What is to expect after having an invasive procedure?

  • For a day or two after the procedure you should refrain from heavy lifting, intercourse and strenuous exercise.

What are the risks associated with an invasive diagnostic test?

  • Risk of miscarriage.
  • Some women experience cramping or spotting after the procedure.

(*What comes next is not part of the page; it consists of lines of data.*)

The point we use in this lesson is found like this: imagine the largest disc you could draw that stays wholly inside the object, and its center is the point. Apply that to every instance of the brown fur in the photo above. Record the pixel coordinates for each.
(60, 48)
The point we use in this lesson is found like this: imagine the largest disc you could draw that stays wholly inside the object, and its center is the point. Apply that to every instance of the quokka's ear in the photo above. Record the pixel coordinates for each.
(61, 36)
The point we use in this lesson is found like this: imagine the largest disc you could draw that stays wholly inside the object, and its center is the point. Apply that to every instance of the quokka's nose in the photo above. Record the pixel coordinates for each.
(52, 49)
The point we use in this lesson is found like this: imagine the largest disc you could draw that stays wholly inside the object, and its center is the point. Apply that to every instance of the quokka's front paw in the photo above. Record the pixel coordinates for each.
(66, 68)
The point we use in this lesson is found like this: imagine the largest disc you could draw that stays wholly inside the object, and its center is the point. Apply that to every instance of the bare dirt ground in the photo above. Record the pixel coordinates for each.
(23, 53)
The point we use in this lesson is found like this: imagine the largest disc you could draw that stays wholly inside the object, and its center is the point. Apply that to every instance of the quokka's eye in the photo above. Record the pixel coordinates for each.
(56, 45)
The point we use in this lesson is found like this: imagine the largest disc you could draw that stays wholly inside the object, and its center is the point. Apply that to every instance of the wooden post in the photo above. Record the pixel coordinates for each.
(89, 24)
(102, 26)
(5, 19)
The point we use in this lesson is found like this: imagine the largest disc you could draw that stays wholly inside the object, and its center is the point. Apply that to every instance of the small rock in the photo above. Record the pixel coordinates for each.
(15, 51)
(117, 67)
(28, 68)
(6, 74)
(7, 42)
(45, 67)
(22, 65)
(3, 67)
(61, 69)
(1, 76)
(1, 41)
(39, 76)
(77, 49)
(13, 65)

Although common, if concerned, you should contact your doctor.
  • Complications may include leakage of amniotic fluid, fever, or infection.  If this occurs you should consult with your doctor.

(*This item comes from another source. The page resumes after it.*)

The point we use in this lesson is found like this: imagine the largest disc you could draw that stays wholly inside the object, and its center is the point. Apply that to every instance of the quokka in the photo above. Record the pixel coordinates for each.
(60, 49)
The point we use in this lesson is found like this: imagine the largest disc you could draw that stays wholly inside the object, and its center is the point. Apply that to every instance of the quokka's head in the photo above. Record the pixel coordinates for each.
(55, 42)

When will I get my results?

  • Certain conditions (Down syndrome, trisomy 13, trisomy 18 and sex chromosome abnormalities) can be identified within three days of having a CVS or amniocentesis.
  • For other specific / familial genetic conditions it can take a laboratory two to three weeks to provide a final result.

What happens if the result of the diagnostic test shows my baby has a problem?

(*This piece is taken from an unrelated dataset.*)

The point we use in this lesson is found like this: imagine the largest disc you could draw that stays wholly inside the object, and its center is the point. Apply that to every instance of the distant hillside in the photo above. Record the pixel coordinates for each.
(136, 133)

You can discuss the result with your genetic counsellor who will provide you with information about the cause, prognosis and future management of the condition.  Your genetic counsellor will offer support by discussing the various options available, including their benefits and limitations, thereby helping you make informed personal decisions.


CHORIONIC VILLUS SAMPLING

What is Chorionic Villus Sampling (CVS)?

  • A thin needle, guided by ultrasound, is inserted through the abdomen to take a sample from the placenta (chorionic villus cells).
  • The procedure is performed in the doctors’ rooms. Usually by a fetal medicine specialist.
  • This sample is then used to test for for chromosome abnormalities and/or specific genetic conditions.

When should the test be performed?

11 to 14 weeks gestation.

What does the test detect?

Detects with certainty the presence of specific chromosomal abnormalities and genetic conditions.

What are the benefits of CVS?

  • Certainty of results.
  • An early result allows women to make decisions in the early stages of pregnancy.

What are the limitations of CVS?

CVS cannot diagnose ALL birth defects or genetic conditions only those that are being tested.

What are the risks associated with having a CVS?

  • There is a miscarriage risk of less than 2%.
  • A different diagnosis is made than that which was suspected.

AMNIOCENTESIS

What is an amniocentesis?

  • A needle, guided by ultrasound is inserted through the abdomen into the uterus to take a small sample of amniotic fluid that surrounds the baby.
  • This sample is then used to test for for chromosome abnormalities, neural tube defects and/or specific genetic conditions.

When should the test be performed?

Ideally between 16 and 20 weeks gestation, it depends on the treating physician.

What does the test detect?

  • Detects the presence of specific chromosomal abnormalities and genetic conditions.
  • Levels of alpha-fetoprotein levels (AFP) in the amniotic fluid can be measured and used to determine the presence of open neural tube defects, such as spina bifida.

What are the benefits of amniocentesis?

Certainty of result.

What are the limitations of amniocentesis?

An amniocentesis cannot diagnose ALL birth defects or genetic conditions only those that are being tested.

What are the risks associated with having an amniocentesis?

  • There is a miscarriage risk of less than 1%.
  • A different diagnosis is made than that which was suspected.